In the days that follow, several maneuvers will be conducted to put GOES-T in its 89.5 degrees west longitude initial checkout position, between the operational GOES-East and GOES-West satellites. Then, the magnetometer boom will be deployed. The satellite will then begin on-orbit checkout and validation of its instruments and systems. 

Image of GOES-18 orbit
GOES-18 view of the Western Hemisphere at its initial checkout location and post-drift checkout location.

NOAA expects to see the first images from GOES-18 in May. Then GOES-18 will drift west to 136.8 degrees west longitude and finish post-launch testing. NOAA plans for GOES-18 to take over as the operational GOES-West satellite in early 2023, replacing GOES-17. GOES-17 will become the on-orbit backup.  


Additional Information:

GOES-T launched on March 1, 2022. Upon reaching geostationary orbit, the satellite will be renamed GOES-18. Following a successful on-orbit checkout of its instruments and systems, NOAA plans to put GOES-18 immediately into operational service, replacing GOES-17 as GOES-West. GOES-17 will be placed in on-orbit storage.

The GOES-R Program is working on a post-launch testing (PLT) plan that will get GOES-18 into position near the current GOES-West location in August 2022, so its Advanced Baseline Imager (ABI) data will be available for the “warm” period that degrades some GOES-17 imagery during the height of hurricane season.
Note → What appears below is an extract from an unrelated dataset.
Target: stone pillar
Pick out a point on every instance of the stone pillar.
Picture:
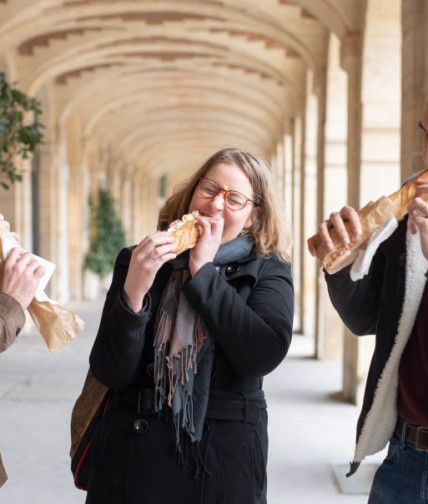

The plan involves a “split” PLT period of two phases. The satellite will be launched to the regular 89.5 degrees west checkout location and undergo part one of PLT. GOES-18 will then drift to 136.8 west and perform the remainder of PLT at that location near GOES-West. The 0.4 degree offset from GOES-17 will allow X-band RDL downlink from both GOES-17 and GOES-18. The 0.2 degree offset from 137.0W meet ground system product generation requirements. Both GOES-17 and GOES-18 images will be remapped to 137.0W.

The transition plan allows for early operational use of GOES-18 ABI data after Beta maturity is achieved and incorporates radio frequency conflict mitigation between GOES-17 and GOES-18 and telemetry and command uplinks and downlinks. Users will not need to repoint their antennas. GOES-18 ABI data will be available via a Cloud interface and interleaving with GOES-17 non-ABI product data.

After its operational transition, GOES-18 will be nudged over to the GOES-West position at 137.2W and GOES-17 will drift to 105W and placed in on-orbit storage. Assuming a normal launch and checkout, GOES-18 will transition to the operational GOES-West satellite in early 2023.